In this study, we conclude that DA toxicity can be circumvented by CaN inhibition and it can mitigate PD related behavioral aberrations by protecting neuronal architecture at striatum. We propose that CaN inhibitors might extend the therapeutic efficacy of LD treatment.

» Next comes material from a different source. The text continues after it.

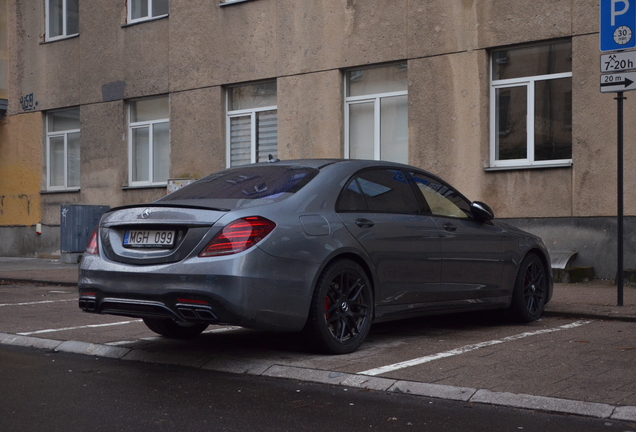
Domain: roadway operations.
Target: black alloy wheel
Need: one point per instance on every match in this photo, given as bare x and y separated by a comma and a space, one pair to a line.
341, 309
529, 294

帕金森病(PD)是一种高度流行的神经运动障碍,由大脑黑质区域多巴胺能(DAergic)神经元的逐渐丧失引起。这导致纹状体中多巴胺(DA)含量减少,从而影响基底神经节的精细调节。在患者中,这种失衡表现为运动不能、僵住症和震颤。与PD相关的行为功能障碍通常通过左旋多巴(LD)治疗得到缓解,左旋多巴是DA合成的前体。由于进行性神经退行性变,LD最终在PD中失去适用性。尽管DA具有细胞毒性,但尚不清楚LD治疗是否会加速PD进展。LD本身在体内不会导致神经退行性变,但先前的报告表明,当涉及与PD相关的遗传或表观遗传异常时,LD治疗介导的过量DA可增强神经毒性。因此,在治疗期间将DA毒性降至最低是阻止或减缓PD进展的绝对必要条件。与DA毒性相关的两个主要因素是:单胺氧化酶降解和DA醌(DAQ)形成。
在此,我们报告通过钙调神经磷酸酶(CaN)-动力相关蛋白1(DRP1)轴的凋亡性线粒体碎片化是这两个初始信号的共同下游事件,抑制该过程可全面保护细胞免受DA毒性。当仅阻断CaN的PxIxIT结构域时,就细胞存活而言未观察到保护作用,这表明特异性阻断DRP1-CaN轴的重要性。此外,在小鼠模型中评估DA暴露对PD进展的影响发现,LD介导的行为恢复随时间减弱,主要是因为纹状体中持续的DA能细胞死亡和树突棘丧失。单独或与LD联合使用CaN抑制剂可提供长期行为保护。这种保护作用是通过特异性阻碍CaN-DRP1轴介导的,而当联合使用LD时,抑制CaN与其他底物(包括参与神经炎症的蛋白质)之间的相互作用仍然无效。
在本研究中,我们得出结论,抑制CaN可规避DA毒性,并且通过保护纹状体中的神经元结构可减轻与PD相关的行为异常。我们提出CaN抑制剂可能会延长LD治疗的疗效。